In principle, the two sides of a coin are coequal. However, descriptions of coins inevitably place one side before the other, because language—whether spoken or written—has a one-dimensional flow in time. Numismatists often use this directionality to attribute some sort of priority to the obverse, the side that is described first.
Many—probably most—coins do not have any inherent directionality in the images or legends on their two sides. There may be some difference in the perceived importance or generality of their information, but each side may convey its information independently of the other. Thus, arbitrary conventions exist for defining obverse and reverse, so that numismatists can decide which side gets described first. For ancient Greek coins, the obverse is the side bearing the impression of the anvil die. For Islamic coins, the obverse is the side bearing the Islamic statement of faith. For Chinese coins of the Qing dynasty, the obverse is the side with text in the Chinese language.

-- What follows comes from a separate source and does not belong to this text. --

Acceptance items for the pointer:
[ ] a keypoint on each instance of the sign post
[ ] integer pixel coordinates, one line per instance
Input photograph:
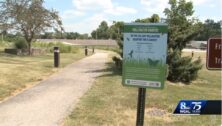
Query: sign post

For some coins, however, there is an inherent directionality to the relationship of the two sides, so that an arbitrary convention is not needed. This is mostly provided by the aforementioned directional flow of language.
In ancient coins this is rare. To the extent that it occurs, it mostly takes the form of informational hierarchy, where a statement on the first side of the coin provides necessary context for understanding the statement on the second. Thus, for example, the statement “P M Tr P Cos III” (a list of titles: pontifex maximus with tribunician power, consul three times) on a coin of Hadrian can only be understood as following the statement of Hadrian’s name on the other side, making the former side necessarily the reverse and the latter side the obverse.
In medieval and early modern Europe, however, there are coins with legends that necessarily form a single grammatical unit spanning the two sides of the coin. As early as the sixth century there are coins where the legend forms a single syntactic unit as seen either from use of noun cases or, as seen here, a subject-verb-object sentence structure: “Rex Liuvigildus / cum D[e]o opt[i]nuit Spali” (King Leovigild with God took Ispali).
Later in the Middle Ages, the long lists of titles belonging to many rulers meant that even in abbreviated form, they needed both sides of the coin to convey just to describe themselves. On this Castilian coin, the two sides obviously form a single grammatical constituent: “F(erdinandus) Rex Castelle / et Legionis” (Ferdinand king of Castile and León). The “et Legionis” necessarily follows the “Rex Castelle”.
This trend became particularly pronounced in the early modern period, when even picking a few of the most relevant titles held by a ruler would amount to a long string of text. On a coin from Flanders in the Spanish Netherlands, for example, the brief and selective legend reads Carol(us) II D(ei) G(ratia) Hisp(aniarum) et Indiar(um) Rex / Arch(idux) Aus(triae) Dux Burg(undiae) C(omes) Fl(andriae) (Charles II, by grace of God king of the Spains and the Indies, archduke of Austria, duke of Burgundy, count of Flanders). Even heavily abbreviated, it takes up the legend space on both sides of the coin.
For coins like these, the directionality is inherent in the design of the coin. Regardless of which side was struck with which die, regardless of which side has a picture of a person on it, the side where the legend starts is inherently prior to the side where the legend ends. In this case, unlike others, no arbitrary convention is needed to identify obverse and reverse.